X = pd.DataFrame(wine.data)
y = wine.target
#Split the data into test and training data
X_train, X_test, y_train, y_test = train_test_split(X, y, random_state=0)

#Scale the data (For better results when classifying)
scaler = MinMaxScaler()
X_train = scaler.fit_transform(X_train)
X_test = scaler.transform(X_test)

#Assemble to arrays that contain accuracies:

#Accuracy within the classification of the training data
accTrainSet = []
#Accuracy when operating on the test data
accTestSet = []

for i in range(len(feature_names)):
    #Todo: Truncate i SV, calculate U_k*S_k and store the result in the matrix X 
    k = 13-i
    U_trunc, S_trunc, Vt_trunc = truncate(U, S, Vt, k)
    X = pd.DataFrame(U_trunc @ np.diag(S_trunc))
    
    X_train, X_test, y_train, y_test = train_test_split(X, y, random_state=0)
    scaler = MinMaxScaler()
    X_train = scaler.fit_transform(X_train)
    X_test = scaler.transform(X_test)
    svm = SVC()
    svm.fit(X_train, y_train)
    accTrainSet.append(svm.score(X_train,y_train))
    accTestSet.append(svm.score(X_test,y_test))
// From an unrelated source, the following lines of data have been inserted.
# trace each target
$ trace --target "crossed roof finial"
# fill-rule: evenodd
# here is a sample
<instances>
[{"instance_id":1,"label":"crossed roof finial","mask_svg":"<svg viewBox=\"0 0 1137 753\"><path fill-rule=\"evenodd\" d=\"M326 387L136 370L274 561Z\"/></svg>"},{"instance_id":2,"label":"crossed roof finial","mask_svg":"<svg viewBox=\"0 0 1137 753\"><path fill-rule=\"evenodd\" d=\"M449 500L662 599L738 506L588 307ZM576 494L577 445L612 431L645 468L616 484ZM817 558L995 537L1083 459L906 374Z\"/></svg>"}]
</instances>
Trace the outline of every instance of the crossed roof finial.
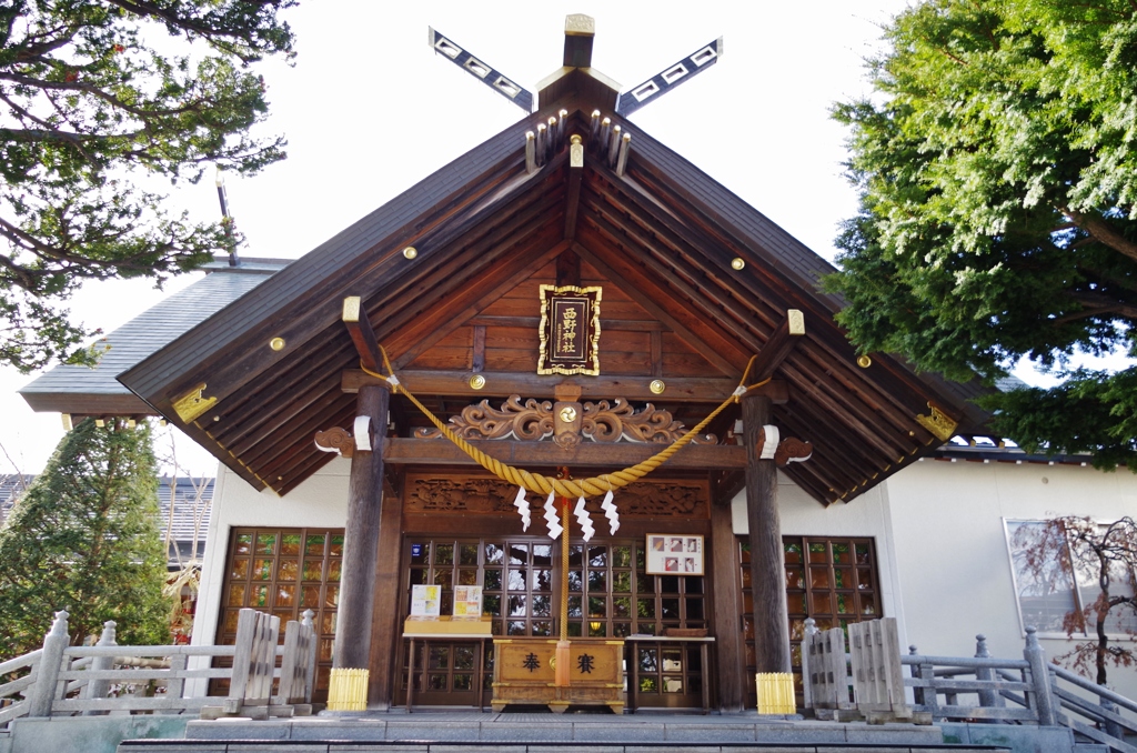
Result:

fig,axs = plt.subplots(1,2)
axs[0].plot(accTrainSet)
axs[0].set_xlabel("Number of truncated SV")
axs[0].set_ylabel("Accuracy on Training Set")

axs[1].plot(accTestSet)
axs[1].set_xlabel("Number of truncated SV")
axs[1].set_ylabel("Accuracy on Test Set")






Interpret the plots that contain the accuracies. How many SV can we truncate and still achieve a "good" result when classifying?